In the IGNITE2 trial, an IV-to-oral regimen of eravacycline was inferior to IV-to-oral levofloxacin among patients with cUTIs (60.4% vs. 66.9%; difference, –6.5% [95% CI, –14.1 to 1.2]), according to data presented at ASM Microbe 2016. However, researchers noticed higher response rates among patients who stayed on IV eravacycline compared with those who switched to the oral formulation. In a subgroup analysis of micro-ITT patients who received only IV therapy, eravacycline response rates met the primary post-treatment endpoint (54.4% vs. 42.2%; difference, 12.2% [95% CI, –5.7% to 29.3%]), and the treatment continued to be more efficacious against levofloxacin-resistant pathogens. Another subgroup analysis examining independent risk factors for post-treatment visit failure linked receipt of IV drug for 3 or fewer days to poorer outcomes.

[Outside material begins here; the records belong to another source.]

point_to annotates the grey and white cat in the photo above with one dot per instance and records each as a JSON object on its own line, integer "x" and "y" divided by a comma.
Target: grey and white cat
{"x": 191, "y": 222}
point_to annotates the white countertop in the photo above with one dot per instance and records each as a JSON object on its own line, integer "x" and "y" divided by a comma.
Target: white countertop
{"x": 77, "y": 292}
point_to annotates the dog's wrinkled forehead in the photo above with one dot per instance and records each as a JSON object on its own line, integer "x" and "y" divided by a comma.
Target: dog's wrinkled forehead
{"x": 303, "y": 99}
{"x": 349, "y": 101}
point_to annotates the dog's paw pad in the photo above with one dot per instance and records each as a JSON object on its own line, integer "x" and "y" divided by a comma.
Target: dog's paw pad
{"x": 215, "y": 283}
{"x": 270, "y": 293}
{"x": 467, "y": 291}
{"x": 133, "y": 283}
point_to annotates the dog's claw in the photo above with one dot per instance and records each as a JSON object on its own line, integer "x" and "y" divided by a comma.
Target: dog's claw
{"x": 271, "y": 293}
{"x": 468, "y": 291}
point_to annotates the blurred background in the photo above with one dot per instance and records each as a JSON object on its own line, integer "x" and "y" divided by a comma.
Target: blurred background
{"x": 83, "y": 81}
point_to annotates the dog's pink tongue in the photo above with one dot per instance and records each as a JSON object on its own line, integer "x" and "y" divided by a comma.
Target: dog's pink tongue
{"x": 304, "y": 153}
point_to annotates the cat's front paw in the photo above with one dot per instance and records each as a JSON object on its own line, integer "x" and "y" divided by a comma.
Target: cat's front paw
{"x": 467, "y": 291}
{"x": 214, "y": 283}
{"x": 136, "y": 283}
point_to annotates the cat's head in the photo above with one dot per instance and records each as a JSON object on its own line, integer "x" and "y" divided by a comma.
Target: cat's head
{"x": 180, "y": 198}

Future plans for eravacycline

According to the press release, data from the IGNITE1 and IGNITE4 trials will support a new drug application that Tetraphase plans to submit to the FDA in 2018. The company also plans on submitting a marketing authorization application to the EMA this year.

“In the coming months, along with execution of the U.S. and European regulatory submissions for eravacycline in cIAI, we will also continue to focus on completing the ongoing phase 3 IGNITE3 study for once-daily IV eravacycline in cUTIs,” Guy Macdonald, president and CEO of Tetraphase, said in the release.

In addition, an oral formulation of eravacycline is being further explored in an ongoing phase 1 trial. Results are expected to be announced later this year.

Disclosure: Macdonald is an employee of Tetraphase. Solomkin reports receiving personal fees from Tetraphase, Cubist, Merck, Pfizer, GlaxoSmithKline and Melinta, and nonfinancial support from Tetraphase.